Whisper Base for Korean Low quaiity Call Voices

This model is a fine-tuned version of openai/whisper-base on the Korean Low Quaiity Call Voices dataset. It achieves the following results on the evaluation set:

Loss: 0.4941
Cer: 30.7538

Model description

프로젝트 용도로 파인튜닝된 모델입니다. OpenAI의 Whisper-Base 모델을 바탕으로 '한국어 저음질 음성 통화 데이터'에 대한 정확도를 증가시키고자 파인튜닝을 진행한 모델이며, 사용한 데이터는 AI-HUB의 ‘저음질 전화망 음성인식 데이터’ 중 일부로서 오디오 파일 기준 240,771.06초(파일 1개당 평균 길이는 약 5.296초) 텍스트 데이터 기준 총 1,696,414글자의 크기입니다.
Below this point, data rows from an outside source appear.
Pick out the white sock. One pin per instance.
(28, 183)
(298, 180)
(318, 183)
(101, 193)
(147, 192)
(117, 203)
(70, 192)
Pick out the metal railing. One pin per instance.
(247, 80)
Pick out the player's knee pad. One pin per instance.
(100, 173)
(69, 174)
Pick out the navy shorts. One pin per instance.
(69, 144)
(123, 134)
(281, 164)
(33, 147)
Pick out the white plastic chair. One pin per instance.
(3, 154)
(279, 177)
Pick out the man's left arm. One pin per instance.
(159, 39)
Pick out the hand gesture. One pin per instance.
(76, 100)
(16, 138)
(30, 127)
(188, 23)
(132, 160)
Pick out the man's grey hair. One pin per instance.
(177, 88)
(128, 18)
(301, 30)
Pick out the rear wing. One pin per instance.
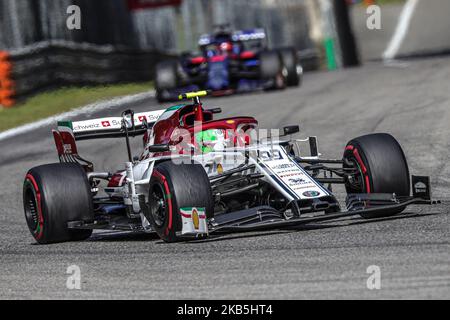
(248, 35)
(112, 127)
(237, 36)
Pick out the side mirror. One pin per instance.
(159, 148)
(215, 110)
(291, 130)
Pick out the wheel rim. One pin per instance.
(158, 205)
(357, 183)
(32, 211)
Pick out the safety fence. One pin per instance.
(48, 65)
(53, 64)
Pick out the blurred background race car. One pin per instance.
(228, 62)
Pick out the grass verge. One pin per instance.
(61, 100)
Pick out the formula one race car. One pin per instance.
(229, 62)
(197, 176)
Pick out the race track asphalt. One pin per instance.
(327, 260)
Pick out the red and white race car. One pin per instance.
(197, 176)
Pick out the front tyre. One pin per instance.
(382, 168)
(173, 187)
(54, 195)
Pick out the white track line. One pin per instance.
(401, 30)
(86, 110)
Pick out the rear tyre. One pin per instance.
(382, 165)
(293, 67)
(173, 187)
(53, 195)
(166, 78)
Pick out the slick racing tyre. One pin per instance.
(293, 67)
(54, 195)
(173, 187)
(382, 168)
(272, 69)
(166, 78)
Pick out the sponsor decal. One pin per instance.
(219, 169)
(283, 166)
(195, 219)
(420, 187)
(298, 181)
(311, 194)
(67, 148)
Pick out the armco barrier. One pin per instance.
(7, 85)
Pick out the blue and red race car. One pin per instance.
(230, 61)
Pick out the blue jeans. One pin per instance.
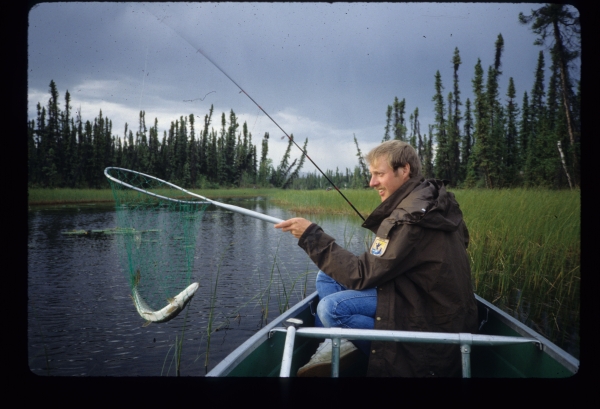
(342, 308)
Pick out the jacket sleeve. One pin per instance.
(366, 270)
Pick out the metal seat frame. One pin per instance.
(465, 340)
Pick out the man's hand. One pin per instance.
(296, 226)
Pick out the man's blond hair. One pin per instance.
(398, 154)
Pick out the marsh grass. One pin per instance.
(525, 249)
(525, 252)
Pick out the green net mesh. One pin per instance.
(157, 226)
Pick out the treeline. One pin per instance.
(65, 151)
(495, 142)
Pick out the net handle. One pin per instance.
(233, 208)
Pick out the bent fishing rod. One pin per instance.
(198, 50)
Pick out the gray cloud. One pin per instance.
(325, 70)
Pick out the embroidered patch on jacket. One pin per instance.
(379, 246)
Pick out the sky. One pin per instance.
(326, 72)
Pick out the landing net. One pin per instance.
(157, 226)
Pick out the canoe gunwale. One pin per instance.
(551, 349)
(244, 350)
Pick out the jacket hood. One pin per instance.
(425, 202)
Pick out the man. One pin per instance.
(416, 276)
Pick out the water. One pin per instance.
(82, 321)
(81, 318)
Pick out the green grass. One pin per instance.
(330, 202)
(525, 248)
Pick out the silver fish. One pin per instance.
(170, 311)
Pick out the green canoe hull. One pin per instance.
(261, 355)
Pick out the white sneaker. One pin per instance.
(320, 362)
This is a fine-tuned model for project use. This model was fine-tuned to increase the accuracy of ‘Korean low-quality voice call data’ based on OpenAI’s Whisper-Base model. The data used is part of AI-HUB’s ‘low-quality telephone network voice recognition data’, which is 240,771.06 seconds based on audio files(average length per file is about 5.296 seconds). The total size is 1,696,414 characters based on text data.

Intended uses & limitations

파인튜닝에 사용된 Base model과 dataset 모두 학습 목적으로 사용하였으며, 따라서 본 모델 역시 학습 목적으로만 사용 가능합니다.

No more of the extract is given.